It's impossible to derive The One True Libertarianism from a single bumper-sticker-sized axiom like the Zero Aggression Principle. Why? Because there are just too many free variables in the design of one's libertarian ethical/political system. A list of such variables would include:
- Enfranchisement variables
- rights of animals and species
- rights of the unborn
- rights of children
- rights of the mentally disabled
- rights of the comatose, the cryonically suspended, etc
- rights of the dead (e.g. to bind the living with a covenant)
- rights of inheritance
- rights of corporate persons
-
- Property variables
- rights in natural (i.e. non-excludable) resources e.g. atmosphere, water, non-solid minerals, spectrum, orbits
- rights in excludable resources e.g. land, solid minerals
- rights in intellectual property e.g. copyright, patents
- justness of original property acquisition
- status of stolen property
-
- Aggression variables
- [added 2007-06-24] whether blackmail is aggression
- forms of allowable judicial punishment
- rules for allowable extra-judicial defense and retaliation
- thresholds for reckless endangerment
- extent to which unequal associations are coercive
- [added 2007-06-24] whether blackmail is aggression
The Zero Aggression Principle gives no definitive guidance on these issues, and anyone who claims that the ZAP sufficiently defines libertarianism is saying that libertarianism is hopelessly inadequate for determining the rules of a polity.
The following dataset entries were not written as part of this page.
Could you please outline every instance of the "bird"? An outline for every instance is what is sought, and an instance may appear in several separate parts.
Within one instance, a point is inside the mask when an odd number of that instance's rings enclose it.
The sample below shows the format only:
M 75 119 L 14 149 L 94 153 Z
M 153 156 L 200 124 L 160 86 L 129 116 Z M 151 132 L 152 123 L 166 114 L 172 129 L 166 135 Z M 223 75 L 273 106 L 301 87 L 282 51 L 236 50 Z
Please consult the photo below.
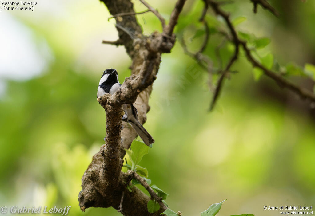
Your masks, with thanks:
M 113 94 L 121 86 L 118 81 L 117 70 L 112 68 L 106 69 L 103 72 L 100 80 L 97 97 L 106 93 Z M 123 105 L 123 108 L 125 112 L 125 114 L 122 116 L 123 120 L 129 122 L 146 145 L 152 147 L 154 140 L 138 120 L 138 111 L 135 107 L 132 104 L 124 103 Z

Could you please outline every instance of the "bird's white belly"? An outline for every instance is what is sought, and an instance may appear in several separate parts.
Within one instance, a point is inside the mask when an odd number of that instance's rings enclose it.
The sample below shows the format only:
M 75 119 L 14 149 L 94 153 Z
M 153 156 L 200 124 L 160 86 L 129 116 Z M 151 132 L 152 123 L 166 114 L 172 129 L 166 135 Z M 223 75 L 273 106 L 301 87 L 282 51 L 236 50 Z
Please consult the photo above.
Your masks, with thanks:
M 117 82 L 117 83 L 115 83 L 112 86 L 112 88 L 111 88 L 111 90 L 109 90 L 109 92 L 108 93 L 111 94 L 113 94 L 115 93 L 115 92 L 116 91 L 118 90 L 118 89 L 119 89 L 119 87 L 120 87 L 120 86 L 121 86 L 121 85 L 120 83 L 118 82 Z
M 99 87 L 97 88 L 97 97 L 98 97 L 100 96 L 102 96 L 102 95 L 104 95 L 105 94 L 105 92 L 102 88 L 100 87 L 99 86 Z

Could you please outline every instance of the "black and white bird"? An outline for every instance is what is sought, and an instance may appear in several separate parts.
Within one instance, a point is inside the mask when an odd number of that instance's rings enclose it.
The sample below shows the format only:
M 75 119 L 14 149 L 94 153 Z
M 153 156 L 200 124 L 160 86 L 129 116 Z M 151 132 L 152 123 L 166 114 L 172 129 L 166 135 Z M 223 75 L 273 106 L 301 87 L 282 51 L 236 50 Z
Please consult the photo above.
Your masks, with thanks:
M 113 94 L 121 86 L 118 81 L 117 71 L 112 68 L 105 70 L 100 80 L 97 89 L 97 97 L 104 95 L 105 93 Z M 146 145 L 152 147 L 154 140 L 138 121 L 137 109 L 133 104 L 125 103 L 123 105 L 123 108 L 125 113 L 123 116 L 123 120 L 129 123 Z

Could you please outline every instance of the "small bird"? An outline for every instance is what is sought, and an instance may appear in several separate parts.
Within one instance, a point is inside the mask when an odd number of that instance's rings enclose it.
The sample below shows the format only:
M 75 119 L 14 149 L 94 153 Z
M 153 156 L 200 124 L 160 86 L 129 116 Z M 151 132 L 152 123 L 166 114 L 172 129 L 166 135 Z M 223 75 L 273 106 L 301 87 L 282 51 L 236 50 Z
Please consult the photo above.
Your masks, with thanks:
M 121 84 L 118 81 L 117 70 L 112 68 L 105 70 L 100 80 L 97 89 L 97 97 L 105 93 L 114 94 L 119 88 Z M 150 147 L 154 143 L 154 140 L 148 133 L 138 120 L 138 111 L 132 104 L 124 104 L 123 108 L 125 114 L 123 116 L 123 120 L 129 123 L 144 143 Z

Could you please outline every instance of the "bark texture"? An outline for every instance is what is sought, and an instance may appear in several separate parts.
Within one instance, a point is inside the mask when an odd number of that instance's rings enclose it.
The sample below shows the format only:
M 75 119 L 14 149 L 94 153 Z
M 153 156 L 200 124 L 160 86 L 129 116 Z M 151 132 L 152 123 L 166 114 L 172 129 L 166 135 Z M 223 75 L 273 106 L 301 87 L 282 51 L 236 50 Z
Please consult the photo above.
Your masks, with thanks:
M 129 124 L 122 122 L 122 107 L 124 103 L 134 103 L 139 121 L 143 124 L 146 121 L 146 114 L 150 110 L 148 102 L 152 85 L 156 78 L 161 55 L 170 52 L 174 46 L 175 39 L 173 31 L 185 0 L 179 0 L 176 3 L 171 15 L 171 19 L 174 20 L 170 22 L 169 25 L 163 26 L 163 32 L 154 32 L 149 36 L 142 34 L 129 0 L 101 1 L 116 20 L 119 37 L 116 42 L 104 41 L 103 43 L 125 47 L 132 60 L 130 67 L 131 75 L 126 78 L 114 94 L 106 94 L 98 98 L 106 113 L 105 144 L 93 157 L 82 177 L 82 190 L 78 197 L 79 206 L 83 211 L 91 207 L 112 207 L 124 215 L 160 215 L 167 208 L 159 197 L 156 196 L 155 198 L 161 203 L 160 210 L 150 213 L 147 203 L 152 198 L 152 196 L 148 197 L 135 187 L 131 192 L 126 190 L 126 182 L 134 178 L 135 174 L 121 171 L 123 162 L 122 158 L 126 153 L 124 149 L 130 147 L 137 135 Z M 158 14 L 157 11 L 151 10 Z M 116 15 L 122 13 L 130 15 Z M 160 15 L 158 16 L 163 19 Z M 121 202 L 122 208 L 120 208 Z

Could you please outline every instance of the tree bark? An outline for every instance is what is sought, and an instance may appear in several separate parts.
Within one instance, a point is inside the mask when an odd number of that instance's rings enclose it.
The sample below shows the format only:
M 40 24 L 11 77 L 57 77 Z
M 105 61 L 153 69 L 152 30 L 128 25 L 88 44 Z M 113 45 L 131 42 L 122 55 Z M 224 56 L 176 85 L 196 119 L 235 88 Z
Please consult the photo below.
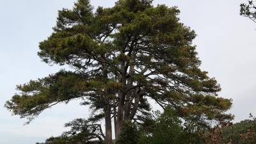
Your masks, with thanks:
M 108 97 L 106 98 L 106 106 L 105 106 L 105 144 L 112 144 L 112 124 L 111 124 L 111 109 L 109 106 L 109 100 Z

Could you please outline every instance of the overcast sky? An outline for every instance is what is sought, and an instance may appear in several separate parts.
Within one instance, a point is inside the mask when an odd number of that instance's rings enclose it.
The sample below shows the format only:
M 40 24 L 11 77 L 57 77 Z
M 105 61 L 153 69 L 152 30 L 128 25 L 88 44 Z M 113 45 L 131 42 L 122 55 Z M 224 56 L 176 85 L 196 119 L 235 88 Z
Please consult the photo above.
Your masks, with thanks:
M 92 0 L 94 7 L 114 0 Z M 256 115 L 256 24 L 239 15 L 242 0 L 156 0 L 177 6 L 185 25 L 194 29 L 202 68 L 220 83 L 220 95 L 233 99 L 235 122 Z M 17 92 L 15 85 L 58 71 L 37 56 L 38 42 L 52 31 L 57 12 L 72 8 L 74 0 L 0 0 L 0 143 L 35 144 L 60 135 L 65 123 L 88 116 L 77 102 L 44 112 L 31 124 L 11 116 L 3 106 Z

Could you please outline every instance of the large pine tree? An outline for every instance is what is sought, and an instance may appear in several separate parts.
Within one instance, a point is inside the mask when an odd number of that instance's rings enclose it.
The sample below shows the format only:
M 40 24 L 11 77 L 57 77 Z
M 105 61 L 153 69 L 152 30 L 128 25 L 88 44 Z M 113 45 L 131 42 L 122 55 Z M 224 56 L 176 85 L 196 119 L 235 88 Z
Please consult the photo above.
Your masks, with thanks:
M 219 84 L 199 68 L 195 32 L 180 22 L 176 7 L 154 7 L 152 1 L 119 0 L 93 12 L 89 0 L 78 0 L 72 10 L 60 11 L 38 56 L 74 70 L 18 86 L 20 92 L 5 106 L 30 122 L 45 109 L 80 99 L 93 113 L 68 124 L 70 134 L 106 144 L 113 142 L 112 121 L 116 139 L 125 121 L 143 123 L 150 114 L 149 99 L 204 125 L 232 119 L 224 113 L 230 100 L 215 97 Z M 97 124 L 101 120 L 104 134 Z

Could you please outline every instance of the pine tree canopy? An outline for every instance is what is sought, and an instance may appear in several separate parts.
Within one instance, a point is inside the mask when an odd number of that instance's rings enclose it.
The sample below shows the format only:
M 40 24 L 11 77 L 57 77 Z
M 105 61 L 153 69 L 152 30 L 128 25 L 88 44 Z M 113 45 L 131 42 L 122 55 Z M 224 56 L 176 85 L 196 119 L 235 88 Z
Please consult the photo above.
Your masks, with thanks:
M 78 0 L 73 9 L 59 11 L 38 56 L 72 70 L 17 86 L 20 92 L 5 106 L 30 122 L 45 109 L 79 99 L 93 109 L 90 122 L 105 120 L 108 137 L 114 120 L 116 138 L 124 121 L 141 124 L 150 115 L 149 100 L 204 125 L 232 119 L 225 113 L 231 100 L 216 97 L 220 85 L 200 68 L 194 31 L 180 22 L 177 7 L 152 2 L 119 0 L 93 11 L 89 0 Z

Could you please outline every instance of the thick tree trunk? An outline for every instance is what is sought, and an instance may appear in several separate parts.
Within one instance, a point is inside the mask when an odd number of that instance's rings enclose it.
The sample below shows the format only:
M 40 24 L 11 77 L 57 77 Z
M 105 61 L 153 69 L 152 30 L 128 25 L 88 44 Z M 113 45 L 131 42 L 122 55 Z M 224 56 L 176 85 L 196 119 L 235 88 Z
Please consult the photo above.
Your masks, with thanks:
M 116 138 L 118 139 L 120 134 L 122 132 L 122 128 L 124 123 L 124 95 L 120 93 L 118 107 L 117 110 L 117 120 L 116 120 Z
M 106 102 L 109 102 L 108 98 L 106 98 Z M 111 107 L 109 104 L 106 104 L 105 106 L 105 144 L 112 144 L 112 124 L 111 124 Z
M 117 119 L 116 119 L 116 100 L 113 100 L 113 112 L 114 112 L 114 127 L 115 127 L 115 138 L 116 140 L 117 140 L 117 134 L 116 134 L 116 123 L 117 123 Z

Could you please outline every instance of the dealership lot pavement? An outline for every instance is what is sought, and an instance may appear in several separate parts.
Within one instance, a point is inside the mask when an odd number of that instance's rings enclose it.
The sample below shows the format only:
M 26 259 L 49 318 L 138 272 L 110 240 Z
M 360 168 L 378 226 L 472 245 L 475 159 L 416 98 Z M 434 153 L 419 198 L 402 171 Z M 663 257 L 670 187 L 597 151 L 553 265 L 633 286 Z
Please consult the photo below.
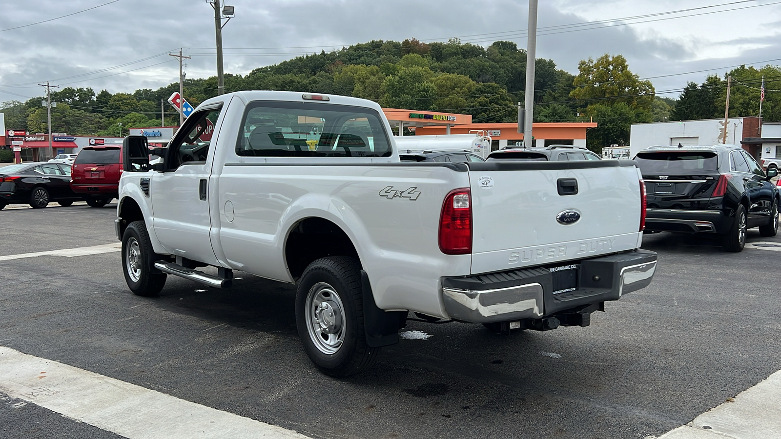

Further, if one accepts the existence of the state, then the core libertarian principle of minimizing aggression doesn't give clear guidance on
- the procedures and organization of the state;
- the extent of one's right to immigrate across borders separating radically different levels of liberty; and
- whether the state's duty to defend liberty vanishes completely at its borders.
Finally, one who believes in minimizing the role of force initiation in human life might recognize that complete abstinence from force initiation is not optimal as a single and inviolable principle of political economy. 20th-century advances in the theory of political economy suggest it is fundamentally important that the state
- provide pure public goods like national defense and protection/assistance for the weak;
- regulate negative externalities like pollution; and
- regulate natural monopolies like roads, pipes, and wires.
There clearly is a lot of room for principled disagreement among the 16% to 20% of Americans who want more personal and economic liberty than we have today. The Libertarian Party is the only party advocating increased personal and economic liberty, and yet we attract votes from only about one tenth of our natural constituency, and registration and membership from far less than that.
This is a measure of how badly we have botched our political opportunity by squabbling over who should or should not be counted as libertarian. The definition of libertarian is clear: one who advocates minimizing aggression against those whom no reasonably tolerant person disputes should be franchised for protection by the polity. No definition of "libertarian" can ever deterministically uncompress into a reasonably complete political theory, much less a complete system of jurisprudence. However, the ordinary-language definition of "libertarian" is more than adequate for unifying America's liberty-lovers for effective political action -- if effective political action is indeed what they really want.